Have you ever tried natto, the sticky and pungent Japanese fermented food? It’s a dish that people either love or hate. While natto may not be widely popular in the US, one woman has become obsessed with perfecting its taste and introducing its health benefits to a broader audience. Meet Ann Yonetani, the founder of NYrture, who believes that her natto is tastier than any you’ll find in Japanese grocery stores. But what exactly makes her natto so special?

The Health Benefits of Natto

Natto is packed with nutritional benefits that make it a superfood. It is one of the few food sources that contain Bacillus bacteria, which has probiotic properties. Additionally, natto is an excellent source of vitamin K2, specifically the form known as menaquinone-7 (MK-7). Vitamin K2 plays a crucial role in bone health by helping to bind calcium and prevent its accumulation in the arteries, reducing the risk of heart disease.

Natto also contains the enzyme nattokinase, which has been shown to be effective in breaking down blood clots. Moreover, the presence of B. subtilis spores in natto allows for a higher survivability rate in the digestive system, contributing to a healthy gut microbiome. By consuming natto, individuals can benefit from its unique combination of probiotics and essential nutrients.

Probiotic-Rich Food

Natto is a fermented soybean dish that is known for its probiotic-rich nature. The Bacillus bacteria present in natto are beneficial to the gut microbiome, promoting a healthy balance of bacteria in the digestive system. This can lead to improved digestion, enhanced immune function, and better overall gut health.

Cardiovascular Health

The vitamin K2 found in natto plays a vital role in maintaining cardiovascular health. By helping to prevent calcium buildup in the arteries, vitamin K2 reduces the risk of heart disease and stroke. Consuming natto regularly as part of a balanced diet can contribute to a healthy heart and circulatory system.

Bone Health

Vitamin K2, specifically MK-7, found in natto is essential for bone health. It helps in the proper utilization of calcium, ensuring that it is directed to the bones instead of accumulating in blood vessels or soft tissues. Regular consumption of natto can support bone density, reduce the risk of osteoporosis, and promote overall skeletal health.
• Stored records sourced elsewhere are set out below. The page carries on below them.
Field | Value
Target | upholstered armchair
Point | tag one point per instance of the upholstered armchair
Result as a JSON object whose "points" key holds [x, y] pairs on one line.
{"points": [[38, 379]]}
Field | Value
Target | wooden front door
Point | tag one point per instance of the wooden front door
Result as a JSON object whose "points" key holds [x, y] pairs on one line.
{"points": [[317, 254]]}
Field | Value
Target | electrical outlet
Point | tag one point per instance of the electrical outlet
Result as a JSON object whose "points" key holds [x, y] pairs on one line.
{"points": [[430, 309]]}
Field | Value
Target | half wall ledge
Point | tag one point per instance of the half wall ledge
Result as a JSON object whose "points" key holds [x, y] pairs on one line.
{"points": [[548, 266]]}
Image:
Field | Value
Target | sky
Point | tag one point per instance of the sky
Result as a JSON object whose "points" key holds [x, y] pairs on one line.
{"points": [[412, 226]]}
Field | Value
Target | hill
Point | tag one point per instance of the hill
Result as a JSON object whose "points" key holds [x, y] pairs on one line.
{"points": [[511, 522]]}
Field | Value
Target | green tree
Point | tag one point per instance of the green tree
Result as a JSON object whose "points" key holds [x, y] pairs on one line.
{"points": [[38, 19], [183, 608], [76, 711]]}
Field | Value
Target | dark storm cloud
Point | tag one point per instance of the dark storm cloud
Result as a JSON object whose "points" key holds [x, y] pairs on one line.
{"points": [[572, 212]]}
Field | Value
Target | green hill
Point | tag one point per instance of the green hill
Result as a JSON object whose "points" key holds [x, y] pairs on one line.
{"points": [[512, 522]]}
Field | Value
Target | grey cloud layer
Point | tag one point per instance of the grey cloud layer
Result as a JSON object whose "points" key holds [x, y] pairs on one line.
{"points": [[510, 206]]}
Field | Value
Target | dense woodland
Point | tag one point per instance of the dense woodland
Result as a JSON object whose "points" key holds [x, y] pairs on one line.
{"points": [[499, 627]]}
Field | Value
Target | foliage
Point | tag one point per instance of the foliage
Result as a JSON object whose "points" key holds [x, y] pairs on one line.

Making and Selling Handmade Natto

Ann Yonetani’s journey into making and selling handmade natto started as a personal experiment. She began making natto at home, driven by her obsession with this traditional fermented food. As she honed her natto-making process, her passion for it grew stronger.

Inspired by the potential health benefits of natto and the lack of quality options available in the US market, Ann Yonetani took a significant step and launched NYrture Food. Introducing a relatively unknown and slimy food to a new audience posed its challenges. Nonetheless, Ann Yonetani’s dedication did not go unnoticed, and she soon received overwhelming support and demand for her handmade natto.

What sets Ann Yonetani apart is her personal touch. She takes pride in personally delivering her handmade natto and building meaningful relationships with her customers. As one of the few producers of handmade natto in the US, she is committed to providing a fresh and high-quality option for individuals interested in experiencing the unique taste and health benefits of this fermented food.